We remember him for his supple, slender silhouette. A lunar Pierrot with a bleached face, black commas in place of the eyebrows, a sailor top and a hat topped with a pink flower. The mime Marceau, who died in 2007 at the age of 84, would have celebrated his 100th birthday this year. To commemorate the man nicknamed the “Prince of Silence”, the National Arts Club devotes an exhibition to him until Friday, April 28 as part of the reissue of the book Marcel Marceau: master of mime to Optimum Limited editions, a book capturing the intimate, life, career and family of the Mime through the eyes of his friend, the star photographer of Time magazine, Ben Martin, also deceased. Playwright Anne Sicco, the artist’s widow, will exceptionally travel to New York to attend the opening on March 20. “It’s a leap in time. I will discover this exhibition at the same time as the public, it will be very moving. This centenary stirs up a lot of things. Marcel Marceau is the genius known throughout the world, but there is also the companion and the father. »
Kathryn Leigh Scott, the photographer’s widow and at the origin of this project, recounts its genesis. ” I wanted to reissue the book as a tribute to those great artists who were Ben Martin and mime. It is also a way of introducing the work of the great mime to new generations unfamiliar with the secular tradition of pantomime. »
Mime and photography, two analogous arts
The exhibition is organized around forty photographs from this book, vintage prints, already exhibited around the world in the early 80s. “These photos speak of a bygone era, they are direct testimony to it. They are very moving both by their weathered side and by what they tell, says Robert Pledge, close friend and other curator of the exhibition who signs the afterword of the book. I always thought that mime and photography were analogous arts. We say a lot of things with images as we say a lot of things with gestures. Without sound. »

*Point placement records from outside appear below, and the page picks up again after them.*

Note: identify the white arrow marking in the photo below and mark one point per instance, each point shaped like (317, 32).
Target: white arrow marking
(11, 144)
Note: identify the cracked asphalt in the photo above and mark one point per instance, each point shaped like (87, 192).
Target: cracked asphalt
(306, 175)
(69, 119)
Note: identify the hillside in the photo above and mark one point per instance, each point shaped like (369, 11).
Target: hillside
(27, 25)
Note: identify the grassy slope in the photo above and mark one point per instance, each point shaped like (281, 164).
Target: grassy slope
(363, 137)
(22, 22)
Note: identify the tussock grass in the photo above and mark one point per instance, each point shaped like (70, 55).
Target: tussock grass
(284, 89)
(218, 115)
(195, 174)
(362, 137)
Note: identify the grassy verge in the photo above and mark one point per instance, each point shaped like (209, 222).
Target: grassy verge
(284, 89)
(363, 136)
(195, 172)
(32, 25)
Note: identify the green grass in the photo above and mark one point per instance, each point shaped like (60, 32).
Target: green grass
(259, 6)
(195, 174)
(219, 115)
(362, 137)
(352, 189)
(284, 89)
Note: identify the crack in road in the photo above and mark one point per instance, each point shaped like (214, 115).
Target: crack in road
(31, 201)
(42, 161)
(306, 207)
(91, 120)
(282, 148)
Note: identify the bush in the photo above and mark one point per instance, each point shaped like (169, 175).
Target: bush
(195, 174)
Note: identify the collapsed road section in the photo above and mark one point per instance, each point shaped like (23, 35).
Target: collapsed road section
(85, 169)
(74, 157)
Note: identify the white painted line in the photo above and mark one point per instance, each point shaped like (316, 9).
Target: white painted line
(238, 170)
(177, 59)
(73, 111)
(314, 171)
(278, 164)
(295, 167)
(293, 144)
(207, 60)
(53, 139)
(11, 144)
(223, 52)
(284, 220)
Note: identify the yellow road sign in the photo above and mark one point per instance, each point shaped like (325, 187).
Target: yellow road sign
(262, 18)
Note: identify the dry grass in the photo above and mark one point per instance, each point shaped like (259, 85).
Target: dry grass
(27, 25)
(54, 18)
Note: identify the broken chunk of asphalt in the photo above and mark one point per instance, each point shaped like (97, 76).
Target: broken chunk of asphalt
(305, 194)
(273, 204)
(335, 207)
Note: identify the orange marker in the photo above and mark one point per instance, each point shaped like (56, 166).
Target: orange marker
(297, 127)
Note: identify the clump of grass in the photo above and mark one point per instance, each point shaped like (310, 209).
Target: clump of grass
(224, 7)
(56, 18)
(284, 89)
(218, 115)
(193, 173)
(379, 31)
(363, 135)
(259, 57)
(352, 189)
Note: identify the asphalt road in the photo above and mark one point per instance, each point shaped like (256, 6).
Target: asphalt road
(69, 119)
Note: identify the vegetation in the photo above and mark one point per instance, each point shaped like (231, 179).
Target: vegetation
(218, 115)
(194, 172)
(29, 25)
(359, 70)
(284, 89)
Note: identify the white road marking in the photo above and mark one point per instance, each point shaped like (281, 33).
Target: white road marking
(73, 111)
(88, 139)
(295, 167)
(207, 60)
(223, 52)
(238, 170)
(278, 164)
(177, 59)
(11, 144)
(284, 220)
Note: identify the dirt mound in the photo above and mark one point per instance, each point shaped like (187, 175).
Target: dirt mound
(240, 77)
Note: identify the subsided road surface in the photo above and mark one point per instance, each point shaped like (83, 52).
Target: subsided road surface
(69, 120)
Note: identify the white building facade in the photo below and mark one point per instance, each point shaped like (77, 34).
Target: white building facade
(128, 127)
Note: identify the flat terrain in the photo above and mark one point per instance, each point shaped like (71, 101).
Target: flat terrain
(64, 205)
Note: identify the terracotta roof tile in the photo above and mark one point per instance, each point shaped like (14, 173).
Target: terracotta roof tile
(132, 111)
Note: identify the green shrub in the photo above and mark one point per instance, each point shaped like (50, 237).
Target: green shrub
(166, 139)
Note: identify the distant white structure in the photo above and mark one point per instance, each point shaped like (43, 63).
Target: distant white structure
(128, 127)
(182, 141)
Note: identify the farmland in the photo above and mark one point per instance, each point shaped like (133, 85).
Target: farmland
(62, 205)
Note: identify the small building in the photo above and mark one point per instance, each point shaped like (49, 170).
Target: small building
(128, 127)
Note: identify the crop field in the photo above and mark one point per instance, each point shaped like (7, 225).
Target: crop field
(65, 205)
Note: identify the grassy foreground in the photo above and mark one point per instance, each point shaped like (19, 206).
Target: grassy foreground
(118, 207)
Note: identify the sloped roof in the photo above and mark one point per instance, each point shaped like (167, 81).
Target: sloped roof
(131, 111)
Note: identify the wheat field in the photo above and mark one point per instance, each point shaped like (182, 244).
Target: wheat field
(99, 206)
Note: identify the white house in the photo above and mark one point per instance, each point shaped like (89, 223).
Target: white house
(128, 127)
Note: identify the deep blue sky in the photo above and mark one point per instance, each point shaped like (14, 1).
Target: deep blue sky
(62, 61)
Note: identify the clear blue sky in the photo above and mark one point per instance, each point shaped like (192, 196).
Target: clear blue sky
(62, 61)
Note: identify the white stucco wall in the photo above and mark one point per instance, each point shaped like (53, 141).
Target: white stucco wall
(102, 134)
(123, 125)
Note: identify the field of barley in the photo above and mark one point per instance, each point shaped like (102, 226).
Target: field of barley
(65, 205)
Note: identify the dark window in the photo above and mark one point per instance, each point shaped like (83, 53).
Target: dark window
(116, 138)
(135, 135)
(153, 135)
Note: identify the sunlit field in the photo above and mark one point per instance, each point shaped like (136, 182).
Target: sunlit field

What do these photos say? The story of a child of war. A refugee in Limoges during the Second World War, Marcel Mangel, his real name, joined the Resistance with his older brother Alain and learned to be silent in the face of the enemy. “My taste for silence may have come from there”, confided one day the one whose father was deported to Auschwitz. After the war, he studied drama and mime in Paris where, in 1959, he founded his own pantomime school. The success is immediate. And internationally. In Japan, China, Chile and the United States, he takes the character of Bip, which made him famous, around the world.
New York, the city of his first triumphs
Paradoxically, it is not in his country that the one who nicknamed himself the “most famous Frenchman in the world with Commander Cousteau” finds recognition. “His first triumph with the company was in New York! France is only interested in him when he returns from the United States, remembers Anne Sicco, his widow. He adored this city, there was something mythical about succeeding here following great artists. The little Strasbourg boy who goes to Paris and makes his place in the United States. At the time it was amazing. »
50 years after his first steps on Broadway, this craftsman of the gesture who had inspired Michael Jackson his famous Moonwalk is revealed through moving, funny and intimate shots that remind us that the Mime Marceau was not only the poetic clown that we knew but certainly the last genius of the Art of silence.